6.4. Ten aanzien van het klachtonderdeel met betrekking tot het niet in acht nemen van het verzoek van klaagster om de effectenportefeuille bij wege van partiële verdeling tussen haar en de overige erfgenamen te verdelen is het hof van oordeel dat dit eveneens ongegrond is. Immers, ook voor een partiële verdeling geldt dat de medewerking daartoe van alle deelgerechtigden vereist is. Uit het voorgaande blijkt dat die medewerking ontbrak, zodat het niet plaatsvinden van een partiële verdeling zoals door klaagster voorgestaan, niet aan de notaris valt toe te rekenen.
6.5. Klaagster heeft aangeboden haar stellingen te bewijzen door middel van het horen van getuigen.
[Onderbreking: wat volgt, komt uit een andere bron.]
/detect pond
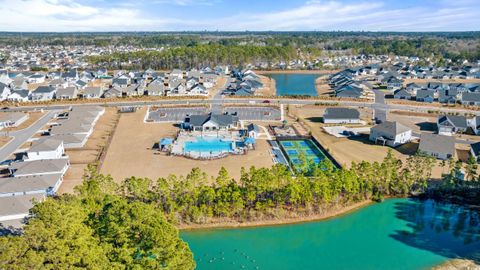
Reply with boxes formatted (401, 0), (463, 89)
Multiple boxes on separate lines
(181, 199), (480, 270)
(266, 74), (321, 97)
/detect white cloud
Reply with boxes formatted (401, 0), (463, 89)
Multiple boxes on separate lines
(0, 0), (480, 31)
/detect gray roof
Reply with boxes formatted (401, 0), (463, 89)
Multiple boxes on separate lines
(462, 92), (480, 102)
(438, 115), (468, 128)
(372, 121), (412, 137)
(33, 86), (55, 94)
(323, 108), (360, 119)
(0, 194), (45, 217)
(418, 133), (455, 156)
(188, 114), (238, 127)
(0, 174), (62, 195)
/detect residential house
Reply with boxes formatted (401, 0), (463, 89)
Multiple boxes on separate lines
(323, 108), (360, 124)
(0, 82), (12, 101)
(416, 89), (435, 103)
(183, 114), (239, 131)
(437, 115), (468, 136)
(55, 86), (78, 99)
(369, 121), (412, 147)
(470, 142), (480, 163)
(7, 89), (30, 102)
(80, 87), (103, 99)
(393, 89), (412, 100)
(418, 133), (455, 160)
(0, 112), (28, 128)
(461, 92), (480, 106)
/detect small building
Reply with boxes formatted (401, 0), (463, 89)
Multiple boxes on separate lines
(0, 112), (28, 128)
(183, 114), (239, 131)
(55, 86), (77, 99)
(418, 133), (455, 160)
(25, 137), (65, 161)
(369, 121), (412, 147)
(437, 115), (468, 136)
(323, 108), (360, 124)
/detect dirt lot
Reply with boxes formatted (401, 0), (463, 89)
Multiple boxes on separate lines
(2, 112), (45, 131)
(0, 136), (12, 148)
(101, 108), (273, 181)
(59, 108), (119, 193)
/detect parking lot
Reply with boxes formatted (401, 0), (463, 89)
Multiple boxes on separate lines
(145, 107), (207, 122)
(223, 107), (282, 121)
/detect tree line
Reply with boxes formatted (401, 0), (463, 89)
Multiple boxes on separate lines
(87, 45), (297, 70)
(0, 151), (480, 269)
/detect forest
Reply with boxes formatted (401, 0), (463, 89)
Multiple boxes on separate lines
(0, 151), (480, 269)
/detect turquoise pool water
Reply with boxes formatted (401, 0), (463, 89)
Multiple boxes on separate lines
(280, 140), (326, 169)
(267, 74), (319, 96)
(183, 137), (233, 153)
(181, 199), (480, 270)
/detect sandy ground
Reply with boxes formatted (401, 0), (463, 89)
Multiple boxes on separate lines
(315, 76), (334, 97)
(0, 136), (13, 148)
(255, 69), (340, 74)
(100, 108), (273, 184)
(208, 76), (227, 97)
(255, 75), (277, 97)
(177, 200), (372, 230)
(59, 108), (118, 193)
(2, 112), (45, 131)
(403, 79), (480, 85)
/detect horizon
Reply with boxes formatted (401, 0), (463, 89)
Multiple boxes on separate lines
(0, 0), (480, 33)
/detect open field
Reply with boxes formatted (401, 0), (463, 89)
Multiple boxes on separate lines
(59, 108), (119, 193)
(292, 106), (452, 178)
(255, 75), (277, 97)
(100, 108), (273, 184)
(2, 111), (45, 131)
(0, 136), (13, 148)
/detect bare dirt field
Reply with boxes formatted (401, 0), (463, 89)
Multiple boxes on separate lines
(0, 136), (13, 148)
(59, 108), (119, 193)
(100, 108), (273, 184)
(2, 112), (45, 131)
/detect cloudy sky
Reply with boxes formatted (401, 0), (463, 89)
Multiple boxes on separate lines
(0, 0), (480, 32)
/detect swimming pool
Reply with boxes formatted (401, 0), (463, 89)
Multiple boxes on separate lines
(183, 137), (233, 153)
(280, 140), (327, 169)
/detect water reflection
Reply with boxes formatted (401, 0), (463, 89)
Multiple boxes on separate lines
(390, 200), (480, 263)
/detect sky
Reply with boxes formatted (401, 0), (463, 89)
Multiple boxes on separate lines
(0, 0), (480, 32)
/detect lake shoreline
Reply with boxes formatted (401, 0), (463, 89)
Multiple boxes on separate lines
(255, 69), (340, 75)
(177, 200), (375, 231)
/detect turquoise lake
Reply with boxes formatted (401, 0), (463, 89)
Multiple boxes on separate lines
(267, 74), (320, 96)
(181, 199), (480, 270)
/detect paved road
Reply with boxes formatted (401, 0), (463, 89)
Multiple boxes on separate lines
(0, 111), (58, 161)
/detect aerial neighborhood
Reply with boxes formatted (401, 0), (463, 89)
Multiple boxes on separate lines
(0, 35), (480, 268)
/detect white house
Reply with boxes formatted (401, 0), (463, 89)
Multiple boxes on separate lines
(25, 137), (65, 161)
(323, 108), (360, 124)
(369, 121), (412, 147)
(7, 90), (30, 102)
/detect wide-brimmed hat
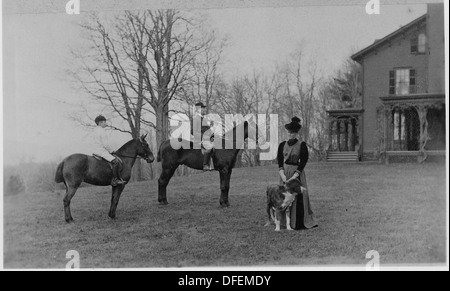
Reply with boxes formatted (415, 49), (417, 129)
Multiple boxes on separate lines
(284, 116), (302, 133)
(195, 102), (206, 108)
(95, 115), (106, 125)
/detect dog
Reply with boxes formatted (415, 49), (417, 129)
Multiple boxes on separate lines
(265, 179), (306, 231)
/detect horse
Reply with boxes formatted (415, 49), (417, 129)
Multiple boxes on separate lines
(156, 120), (258, 208)
(55, 135), (155, 223)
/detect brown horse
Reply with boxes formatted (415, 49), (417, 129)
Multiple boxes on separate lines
(55, 135), (155, 223)
(157, 121), (257, 207)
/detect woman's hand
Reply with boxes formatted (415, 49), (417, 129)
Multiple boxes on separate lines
(279, 170), (286, 183)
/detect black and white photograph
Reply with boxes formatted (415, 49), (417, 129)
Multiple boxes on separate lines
(0, 0), (449, 274)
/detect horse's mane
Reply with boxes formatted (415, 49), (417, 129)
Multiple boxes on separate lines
(116, 139), (135, 152)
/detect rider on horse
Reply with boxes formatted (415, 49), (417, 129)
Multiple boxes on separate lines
(93, 115), (125, 186)
(192, 102), (214, 171)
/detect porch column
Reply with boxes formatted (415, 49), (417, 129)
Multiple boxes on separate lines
(344, 119), (349, 152)
(328, 118), (334, 152)
(351, 118), (357, 151)
(384, 106), (392, 165)
(336, 119), (342, 152)
(416, 105), (429, 163)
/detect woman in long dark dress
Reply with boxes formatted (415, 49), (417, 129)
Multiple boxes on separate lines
(277, 117), (318, 229)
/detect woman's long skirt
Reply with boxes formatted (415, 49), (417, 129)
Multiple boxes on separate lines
(280, 164), (318, 229)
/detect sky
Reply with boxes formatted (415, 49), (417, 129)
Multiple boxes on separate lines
(3, 4), (432, 165)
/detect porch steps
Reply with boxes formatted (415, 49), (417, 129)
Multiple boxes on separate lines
(327, 151), (359, 163)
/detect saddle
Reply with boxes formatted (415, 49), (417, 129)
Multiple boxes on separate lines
(92, 154), (123, 169)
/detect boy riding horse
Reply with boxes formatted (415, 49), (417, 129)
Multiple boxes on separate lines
(93, 115), (125, 186)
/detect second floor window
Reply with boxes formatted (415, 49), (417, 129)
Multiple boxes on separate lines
(389, 69), (417, 95)
(411, 33), (427, 54)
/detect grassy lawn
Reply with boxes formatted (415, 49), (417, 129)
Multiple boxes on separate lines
(4, 163), (447, 268)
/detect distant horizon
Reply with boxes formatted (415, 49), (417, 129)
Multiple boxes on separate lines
(2, 4), (434, 166)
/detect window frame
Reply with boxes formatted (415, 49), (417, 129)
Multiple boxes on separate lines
(389, 67), (417, 96)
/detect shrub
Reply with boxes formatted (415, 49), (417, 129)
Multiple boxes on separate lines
(5, 174), (25, 195)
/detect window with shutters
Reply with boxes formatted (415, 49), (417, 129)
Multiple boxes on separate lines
(389, 69), (417, 95)
(411, 33), (427, 54)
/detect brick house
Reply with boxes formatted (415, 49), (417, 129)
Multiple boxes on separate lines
(328, 4), (446, 162)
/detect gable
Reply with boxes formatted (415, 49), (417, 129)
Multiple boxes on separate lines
(352, 14), (427, 63)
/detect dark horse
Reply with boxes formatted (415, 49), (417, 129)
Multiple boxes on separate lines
(157, 121), (257, 207)
(55, 135), (155, 223)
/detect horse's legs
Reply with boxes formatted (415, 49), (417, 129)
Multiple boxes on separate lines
(63, 185), (78, 223)
(158, 165), (178, 205)
(108, 185), (125, 219)
(219, 169), (232, 207)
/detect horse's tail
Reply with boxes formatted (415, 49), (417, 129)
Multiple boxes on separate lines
(55, 162), (64, 183)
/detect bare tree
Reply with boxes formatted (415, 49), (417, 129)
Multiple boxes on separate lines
(327, 59), (362, 109)
(178, 31), (227, 118)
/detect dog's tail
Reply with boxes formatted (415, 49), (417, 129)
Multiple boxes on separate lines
(265, 187), (272, 226)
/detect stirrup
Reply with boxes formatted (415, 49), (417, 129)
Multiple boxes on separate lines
(111, 178), (126, 187)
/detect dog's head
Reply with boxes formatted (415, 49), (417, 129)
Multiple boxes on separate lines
(278, 191), (297, 211)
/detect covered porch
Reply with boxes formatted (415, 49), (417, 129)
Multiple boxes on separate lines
(378, 94), (446, 164)
(327, 108), (364, 162)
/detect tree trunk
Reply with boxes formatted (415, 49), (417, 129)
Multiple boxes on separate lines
(156, 105), (169, 149)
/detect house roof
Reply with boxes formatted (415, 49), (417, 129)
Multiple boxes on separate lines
(352, 14), (427, 63)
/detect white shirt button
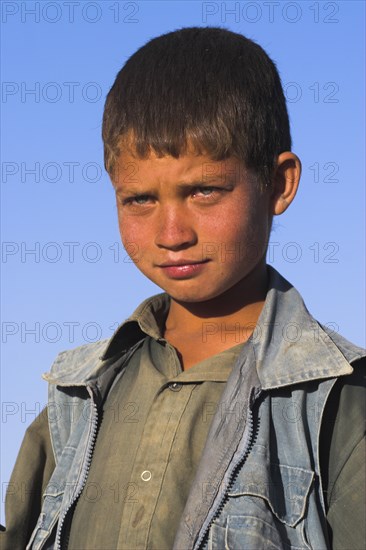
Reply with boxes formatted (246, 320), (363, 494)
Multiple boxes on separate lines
(141, 470), (151, 481)
(169, 382), (183, 391)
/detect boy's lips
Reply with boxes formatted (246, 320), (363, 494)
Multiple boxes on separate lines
(158, 259), (209, 279)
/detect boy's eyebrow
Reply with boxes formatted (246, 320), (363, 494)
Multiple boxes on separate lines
(115, 175), (234, 194)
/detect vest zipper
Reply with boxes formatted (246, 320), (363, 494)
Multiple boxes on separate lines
(54, 386), (99, 550)
(193, 394), (259, 550)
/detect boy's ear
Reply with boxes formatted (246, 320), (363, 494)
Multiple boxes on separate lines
(271, 155), (301, 216)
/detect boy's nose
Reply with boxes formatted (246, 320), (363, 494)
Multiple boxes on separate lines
(155, 205), (197, 250)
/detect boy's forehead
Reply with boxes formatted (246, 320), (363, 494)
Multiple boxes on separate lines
(113, 148), (253, 188)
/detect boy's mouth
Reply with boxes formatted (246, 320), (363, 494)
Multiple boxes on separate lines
(158, 259), (210, 279)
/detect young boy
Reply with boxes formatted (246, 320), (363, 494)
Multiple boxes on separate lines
(2, 28), (365, 550)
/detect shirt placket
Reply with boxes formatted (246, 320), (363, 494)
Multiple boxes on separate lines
(118, 382), (194, 550)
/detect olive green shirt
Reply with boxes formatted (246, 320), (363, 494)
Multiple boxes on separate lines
(68, 335), (242, 550)
(0, 292), (366, 550)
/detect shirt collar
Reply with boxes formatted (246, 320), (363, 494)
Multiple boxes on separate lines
(44, 266), (364, 389)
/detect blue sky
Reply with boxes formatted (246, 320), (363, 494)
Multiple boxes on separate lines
(1, 0), (365, 528)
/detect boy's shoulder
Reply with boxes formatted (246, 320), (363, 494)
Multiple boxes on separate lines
(43, 293), (169, 386)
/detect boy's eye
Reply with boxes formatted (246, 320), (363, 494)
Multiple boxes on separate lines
(192, 187), (220, 197)
(122, 195), (151, 205)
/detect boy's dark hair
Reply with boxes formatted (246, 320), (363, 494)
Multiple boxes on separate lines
(102, 27), (291, 190)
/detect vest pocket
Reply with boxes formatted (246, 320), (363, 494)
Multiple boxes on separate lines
(225, 516), (306, 550)
(228, 464), (314, 527)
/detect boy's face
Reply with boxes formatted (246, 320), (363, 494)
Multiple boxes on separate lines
(113, 152), (271, 302)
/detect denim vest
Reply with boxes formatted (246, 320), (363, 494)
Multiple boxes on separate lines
(27, 268), (364, 550)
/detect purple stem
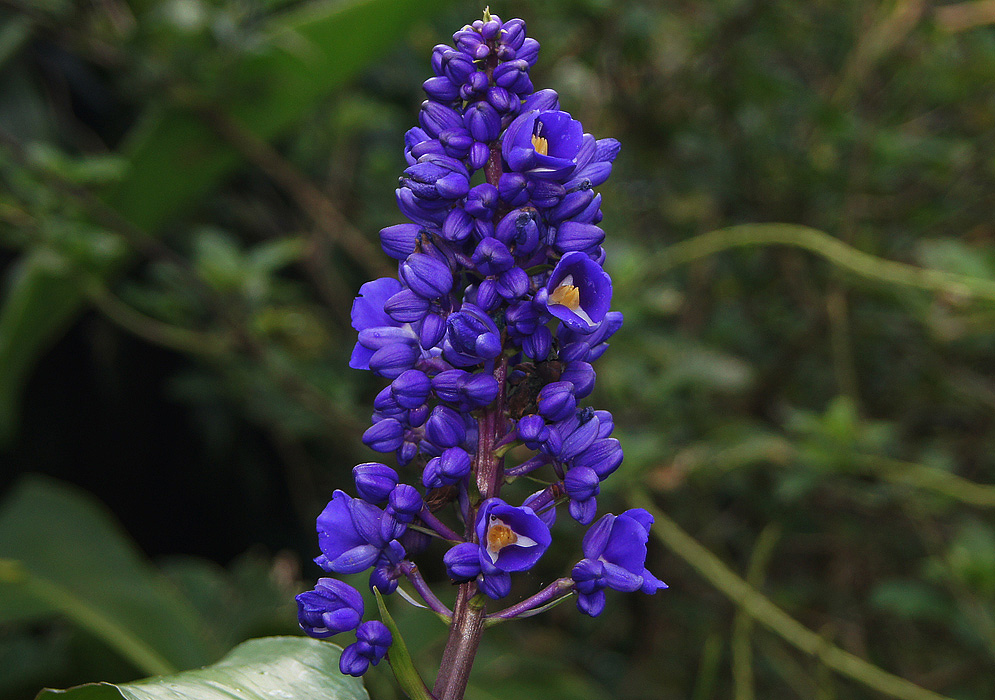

Nu dit bewijsaanbod van klaagster onvoldoende concreet en onvoldoende onderbouwd is, zal het hof reeds daarom het bewijsaanbod passeren.
6.6. Hetgeen partijen verder nog naar voren hebben gebracht, kan als in het voorgaande reeds behandeld dan wel als thans niet ter zake dienend, buiten beschouwing blijven.
6.7. Het vooroverwogene leidt mitsdien tot de volgende beslissing.
7. De beslissing
Het hof:
- verwerpt het beroep.
Deze beslissing is gegeven door mrs. N.A.M. Schipper, A.L.G.A. Stille en P.J.N. van Os en uitgesproken ter openbare terechtzitting van donderdag 25 november 2004.
KAMER VAN TOEZICHT OVER DE NOTARISSEN EN DE KANDIDAAT-NOTARISSEN TE BREDA
Beslissing
op de op 3 september 2003 namens [naam], wonende te [plaats], ingekomen klacht tegen notaris mr. [naam], gevestigd te [plaats].
1. Het verloop van de zaak.
Dit blijkt uit het tussen partijen bij brieven, met producties, van 13 oktober 2003, 13 november 2003 en 4 december 2003 gevoerde schriftelijke debat.
De mondelinge behandeling van de klacht heeft plaatsgevonden op 21 januari 2004, waarbij zijn verschenen klaagster, bijgestaan door mevr. mr. J.M.A. van Miltenburg, en de notaris, bijgestaan door mr. W.F. Hendriksen.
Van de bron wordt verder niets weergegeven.